Quick answer: 8 checks before Ulthera

  1. A licensed doctor — not a sales consultant — assesses your skin and decides whether Ulthera is the right tool
  2. The machine is genuine Merz Ulthera with the on-screen ultrasound imaging
  3. The plan is described in lines (a line count) per area, not just "one session"
  4. The transducer depths are matched to each area, not fired blind
  5. You understand the result builds over 2–3 months and is a lift, not a facelift
  6. Numbing and comfort options are discussed before you start
  7. Your medical history, and anything implanted or recently injected in the area, is reviewed
  8. You know which symptoms after treatment mean you should call the clinic

If a clinic treats these questions as a nuisance, that is useful information in itself — Ulthera is a planning-led procedure, and the careful clinics tend to welcome the questions.

Who Ulthera usually suits

Ulthera is generally a good fit for mild to moderate laxity — an early jowl, a softening jawline, a heavy brow, fullness under the chin, or fine lines on the neck — in someone who wants a natural result with no downtime. Because it stimulates your own collagen, it also appeals to people treating ageing skin before it becomes visibly loose.

It is the wrong answer for significantly loose or hanging skin. Ulthera lifts and tightens; it does not remove skin the way surgery does, and over-promising on heavy laxity is the most common way people end up disappointed. A careful doctor should be willing to say "this needs surgery" — or another approach — when that is the honest answer.

What to tell the doctor before treatment

Before Ulthera, tell the doctor or clinic team about anything that changes your risk or your plan:

  • Pregnancy or breastfeeding
  • Active infection, an open wound, inflamed acne, a cold sore or a rash in the treatment area
  • A tendency to keloid or raised scars
  • Recent filler, threads or other injectables in the area — say what was used and when, because timing matters
  • Autoimmune conditions, poor wound healing, or medication that affects healing
  • Implants or metal in the treatment zone, or any implanted electronic device
  • Your cosmetic goal, and any event you are timing the treatment around

Don't stop prescribed medication on your own because a blog said so — tell the doctor what you take, and ask what is right for your situation.

Questions to ask the clinic

  • Is the machine genuine Merz Ulthera, and can I see it?
  • Does it have the ultrasound imaging screen, and will you use it on me?
  • How many lines do you plan for each area, and why that number?
  • Which transducer depths will you use for my treatment?
  • Who is the treating doctor, and can I verify their medical license?
  • What result is realistic for my skin, and when will I see it?
  • How will you keep me comfortable during the session?
  • What symptoms after treatment should I contact you about?

A trustworthy clinic answers these without making you feel difficult. With an energy device, you are not asking for luxury — you are asking how the result will actually be produced.

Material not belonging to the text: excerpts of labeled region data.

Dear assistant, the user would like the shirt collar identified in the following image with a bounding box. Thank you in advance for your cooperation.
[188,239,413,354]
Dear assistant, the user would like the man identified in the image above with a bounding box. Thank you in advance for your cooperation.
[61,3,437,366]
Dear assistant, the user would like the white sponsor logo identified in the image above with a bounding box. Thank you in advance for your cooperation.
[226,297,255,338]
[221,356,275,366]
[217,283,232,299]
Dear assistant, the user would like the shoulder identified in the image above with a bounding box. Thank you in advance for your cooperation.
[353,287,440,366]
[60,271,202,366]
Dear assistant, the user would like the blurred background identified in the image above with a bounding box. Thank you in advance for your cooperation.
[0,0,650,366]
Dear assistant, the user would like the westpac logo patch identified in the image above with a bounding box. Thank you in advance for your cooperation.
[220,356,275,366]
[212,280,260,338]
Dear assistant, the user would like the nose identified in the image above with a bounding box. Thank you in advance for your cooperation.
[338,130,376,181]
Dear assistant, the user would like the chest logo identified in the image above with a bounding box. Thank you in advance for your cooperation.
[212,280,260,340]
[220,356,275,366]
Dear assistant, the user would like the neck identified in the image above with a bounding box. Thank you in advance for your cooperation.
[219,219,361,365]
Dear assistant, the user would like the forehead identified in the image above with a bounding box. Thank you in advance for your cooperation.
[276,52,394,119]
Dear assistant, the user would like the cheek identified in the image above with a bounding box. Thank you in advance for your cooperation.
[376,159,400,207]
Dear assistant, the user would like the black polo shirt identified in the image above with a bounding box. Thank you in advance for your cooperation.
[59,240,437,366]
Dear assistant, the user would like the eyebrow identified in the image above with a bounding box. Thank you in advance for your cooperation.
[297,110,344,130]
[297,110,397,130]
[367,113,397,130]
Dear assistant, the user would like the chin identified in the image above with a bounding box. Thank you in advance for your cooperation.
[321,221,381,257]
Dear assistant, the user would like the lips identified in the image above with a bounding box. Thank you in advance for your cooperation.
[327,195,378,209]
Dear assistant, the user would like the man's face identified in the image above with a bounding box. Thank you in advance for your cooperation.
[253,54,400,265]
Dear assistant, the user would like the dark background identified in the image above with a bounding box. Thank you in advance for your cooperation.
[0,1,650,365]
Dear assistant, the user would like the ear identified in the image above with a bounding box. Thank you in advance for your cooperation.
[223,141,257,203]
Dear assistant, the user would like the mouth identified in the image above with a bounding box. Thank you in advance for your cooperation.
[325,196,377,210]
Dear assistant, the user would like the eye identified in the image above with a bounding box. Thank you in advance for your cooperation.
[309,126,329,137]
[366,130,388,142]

How to check the machine is genuine

The signature of a genuine Ulthera is the imaging: the doctor sees your real skin layers on a screen and places each line on the target depth, rather than firing blind. Ask to see the machine and the genuine transducers, and ask for the line count to be written down. A treatment sold as "unlimited shots", or delivered with no imaging at all, is a warning sign — both for authenticity and for how carefully you are being treated.

For a fuller checklist, read our guide to telling whether Ulthera is genuine.

Realistic results and timeline

Expect an initial tightening of roughly 20–30% right after treatment, from the heat contracting the tissue. The real result develops gradually over 2–3 months as new collagen forms, and generally lasts about 12–18 months before a maintenance round is considered. Mild redness, slight swelling or tenderness for a few days afterwards is normal.

Hold the comparison to a facelift loosely: Ulthera is a genuine lift for the right candidate, but it will underwhelm on skin that is already heavily loose. The honest assessment you get before treatment matters more than the brochure photos.

Red flags before Ulthera

  • "Unlimited lines/shots", or a price far below the normal range
  • No ultrasound imaging screen, or a clinic that won't show you the machine
  • A non-doctor operating the device
  • A plan of "more lines is better" with no real skin assessment
  • A promise of a facelift result with zero downtime
  • No one can explain what to do if numbness or facial-muscle weakness appears

The bottom line

Before Ulthera, don't shop on shot count or price alone. Confirm a genuine imaging-equipped machine, a doctor who plans your lines, a realistic result for your skin, and a clear comfort and follow-up plan. Ulthera rewards careful planning — that is where the lift actually comes from.